Join EWTN’s Novena to the Holy Spirit, the ‘oldest novena in the life of the Church’

Madalaine Elhabbal By Madalaine Elhabbal for EWTN News

EWTN launches a pray-along novena to the Holy Spirit beginning Friday, May 15 leading up to the Solemnity of Pentecost.

Join EWTN's Novena to the Holy Spirit, the ‘oldest novena in the life of the Church’
Pope Leo XIV releases a dove outside of St. Joseph’s Cathedral in Bamenda, Cameroon, on April 16, 2026. | Credit: Vatican Media

In preparation for the Solemnity of Pentecost, this year celebrated on May 24, EWTN will release daily recordings of the Holy Spirit Novena on its Live Mass & Devotions YouTube page beginning Friday, May 15.

“Itʼs the oldest novena in the life of the Church, going back to the time where Jesus ascended into heaven, in that time where he promised the Holy Spirit upon the apostles, and where the apostles gathered together in the Upper Room with the Blessed Virgin,” EWTN Chaplain Father John Paul Mary, MFVA, said. “You can read the exact account in the Acts of the Apostles itself, where they awaited the coming of the Holy Spirit after our Lord ascended into heaven.”

Father John Paul, who will lead the novena each day, explained that each day will feature a meditation on the Holy Spirit, along with a consecration prayer. “After the consecration prayer, there’s a prayer for the seven gifts of the Holy Spirit,” he said, noting that there is also a fruit of the Holy Spirit connected with each day.

The Seven Gifts of the Holy Spirit are wisdom, understanding, counsel, fortitude, knowledge, piety, and fear.

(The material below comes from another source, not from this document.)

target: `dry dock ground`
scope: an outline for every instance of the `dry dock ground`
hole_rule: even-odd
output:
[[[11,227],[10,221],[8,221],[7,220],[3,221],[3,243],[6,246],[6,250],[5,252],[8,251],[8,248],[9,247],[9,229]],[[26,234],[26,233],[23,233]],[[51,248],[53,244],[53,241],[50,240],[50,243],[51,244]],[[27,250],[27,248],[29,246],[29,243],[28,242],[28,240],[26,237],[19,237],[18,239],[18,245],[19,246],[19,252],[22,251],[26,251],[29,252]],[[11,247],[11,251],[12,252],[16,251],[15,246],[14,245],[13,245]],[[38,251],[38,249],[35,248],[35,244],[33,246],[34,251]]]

The nine fruits associated with each day of the novena are love, joy, peace, patience, kindness, generosity, faithfulness, gentleness, and self-control.

“The Holy Spirit is really the way in which salvation is carried out in the life of the Church,” Father John Paul said. “Christ is known through the power of the Holy Spirit and that nobody can really say Jesus is Lord, Saint Paul says, unless it is in the Holy Spirit.”

Father John Paul emphasized the importance of praying to the Holy Spirit leading up to Pentecost as the disciples did with the Blessed Virgin Mary, so that “we can receive the Holy Spirit” like they did.

While some may regard the Holy Spirit as the “forgotten person of the Trinity,” Father John Paul said “itʼs really the Holy Spirit that changes us, that conforms us into Jesus himself and makes us other Christs in the world.”